He was the eldest son and heir of Sir Bourchier Wrey, 5th Baronet (c. 1683 – 1726), lord of the manor of Tawstock, a Jacobite sympathiser, by his wife (who had married him as her second husband) and first cousin Diana Rolle (born 1683), a daughter of John Rolle (died 1689), eldest son and heir of Sir John Rolle (1626–1706) of Stevenstone, near Great Torrington, Devon, Sheriff of Devon in 1682[4] and one of the largest landowners in Devon.
While living in Rome, Lady Mary Wortley Montagu recorded him as having slept with his landlady, with the encouragement of his landlord.
In 1742 he was elected to the Society of Dilettanti, a group of gentlemen who wanted to maintain an interest in the antiquarian and artistic pursuits which they had enjoyed abroad.

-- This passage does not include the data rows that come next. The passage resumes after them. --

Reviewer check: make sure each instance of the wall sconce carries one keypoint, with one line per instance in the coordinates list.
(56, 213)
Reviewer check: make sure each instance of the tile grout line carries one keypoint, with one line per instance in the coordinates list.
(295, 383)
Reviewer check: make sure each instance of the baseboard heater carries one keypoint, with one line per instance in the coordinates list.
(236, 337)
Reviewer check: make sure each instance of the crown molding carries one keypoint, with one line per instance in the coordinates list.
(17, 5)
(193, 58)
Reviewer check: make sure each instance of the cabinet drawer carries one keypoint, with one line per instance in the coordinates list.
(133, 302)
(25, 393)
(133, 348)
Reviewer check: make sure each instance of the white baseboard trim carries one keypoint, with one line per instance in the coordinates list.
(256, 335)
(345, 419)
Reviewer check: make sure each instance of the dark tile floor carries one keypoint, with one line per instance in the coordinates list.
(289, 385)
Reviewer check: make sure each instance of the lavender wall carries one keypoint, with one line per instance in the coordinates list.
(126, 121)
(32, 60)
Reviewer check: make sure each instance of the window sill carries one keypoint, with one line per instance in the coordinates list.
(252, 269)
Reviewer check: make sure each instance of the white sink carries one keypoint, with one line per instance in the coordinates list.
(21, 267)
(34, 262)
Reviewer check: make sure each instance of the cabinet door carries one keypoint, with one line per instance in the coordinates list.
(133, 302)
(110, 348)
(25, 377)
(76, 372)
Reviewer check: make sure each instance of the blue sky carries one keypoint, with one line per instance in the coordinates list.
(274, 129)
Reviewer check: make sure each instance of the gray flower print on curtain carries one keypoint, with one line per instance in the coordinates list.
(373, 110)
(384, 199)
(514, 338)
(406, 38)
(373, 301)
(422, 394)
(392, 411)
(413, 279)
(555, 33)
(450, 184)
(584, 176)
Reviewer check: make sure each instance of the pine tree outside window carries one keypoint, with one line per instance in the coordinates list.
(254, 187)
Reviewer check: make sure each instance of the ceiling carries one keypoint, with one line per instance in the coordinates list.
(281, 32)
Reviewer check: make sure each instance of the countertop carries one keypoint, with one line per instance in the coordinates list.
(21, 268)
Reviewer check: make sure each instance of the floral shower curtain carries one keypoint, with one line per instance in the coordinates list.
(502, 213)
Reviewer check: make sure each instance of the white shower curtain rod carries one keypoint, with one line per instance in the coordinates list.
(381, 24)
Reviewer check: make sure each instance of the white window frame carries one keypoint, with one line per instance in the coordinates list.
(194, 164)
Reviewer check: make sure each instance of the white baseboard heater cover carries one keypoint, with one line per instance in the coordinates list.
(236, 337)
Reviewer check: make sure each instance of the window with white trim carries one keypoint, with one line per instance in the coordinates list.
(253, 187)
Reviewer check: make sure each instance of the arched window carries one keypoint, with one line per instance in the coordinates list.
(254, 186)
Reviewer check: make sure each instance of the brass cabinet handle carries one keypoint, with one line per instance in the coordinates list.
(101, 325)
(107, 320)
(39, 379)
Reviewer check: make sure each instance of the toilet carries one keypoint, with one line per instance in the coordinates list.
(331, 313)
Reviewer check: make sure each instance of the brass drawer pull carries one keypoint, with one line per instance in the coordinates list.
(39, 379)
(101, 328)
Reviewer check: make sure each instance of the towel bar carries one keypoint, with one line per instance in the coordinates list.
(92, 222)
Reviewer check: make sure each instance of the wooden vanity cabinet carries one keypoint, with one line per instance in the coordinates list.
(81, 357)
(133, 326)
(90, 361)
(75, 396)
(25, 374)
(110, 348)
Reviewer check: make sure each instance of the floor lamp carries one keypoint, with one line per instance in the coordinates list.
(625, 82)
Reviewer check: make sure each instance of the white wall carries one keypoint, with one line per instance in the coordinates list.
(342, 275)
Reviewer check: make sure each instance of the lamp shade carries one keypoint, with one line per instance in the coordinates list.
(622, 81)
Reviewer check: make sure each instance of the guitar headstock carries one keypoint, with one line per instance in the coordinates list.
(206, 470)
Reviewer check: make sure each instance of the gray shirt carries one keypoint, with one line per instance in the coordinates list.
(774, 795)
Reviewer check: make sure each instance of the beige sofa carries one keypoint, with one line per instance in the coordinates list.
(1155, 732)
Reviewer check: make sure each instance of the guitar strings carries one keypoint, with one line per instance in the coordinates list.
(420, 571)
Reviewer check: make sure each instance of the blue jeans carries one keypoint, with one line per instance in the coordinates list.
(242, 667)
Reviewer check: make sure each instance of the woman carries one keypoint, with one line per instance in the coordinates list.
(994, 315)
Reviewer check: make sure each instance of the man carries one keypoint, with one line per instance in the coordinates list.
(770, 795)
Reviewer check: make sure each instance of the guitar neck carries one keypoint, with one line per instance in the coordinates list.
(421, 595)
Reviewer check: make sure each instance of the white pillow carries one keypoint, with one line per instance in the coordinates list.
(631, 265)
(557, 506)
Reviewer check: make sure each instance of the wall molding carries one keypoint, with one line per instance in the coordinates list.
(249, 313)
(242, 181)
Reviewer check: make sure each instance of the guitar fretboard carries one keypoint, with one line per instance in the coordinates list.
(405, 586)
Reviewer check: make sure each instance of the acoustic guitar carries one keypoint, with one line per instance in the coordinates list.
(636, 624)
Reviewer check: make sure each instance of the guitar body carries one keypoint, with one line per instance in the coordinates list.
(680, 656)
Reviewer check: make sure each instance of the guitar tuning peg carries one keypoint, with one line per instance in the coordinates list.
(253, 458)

George Knapton (1698–1778), the official portraitist of the society, painted his portrait in 1744, in which he is depicted on board a ship holding a punch bowl inscribed with a line from Horace's Odes: "dulce est desipere in loco" (it is sweet on occasion to play the fool).
He rebuilt the pier at Ilfracombe, of which manor he was lord, and established better arrangements for English fishermen in Bremen, Hamburg, Lübeck and Copenhagen.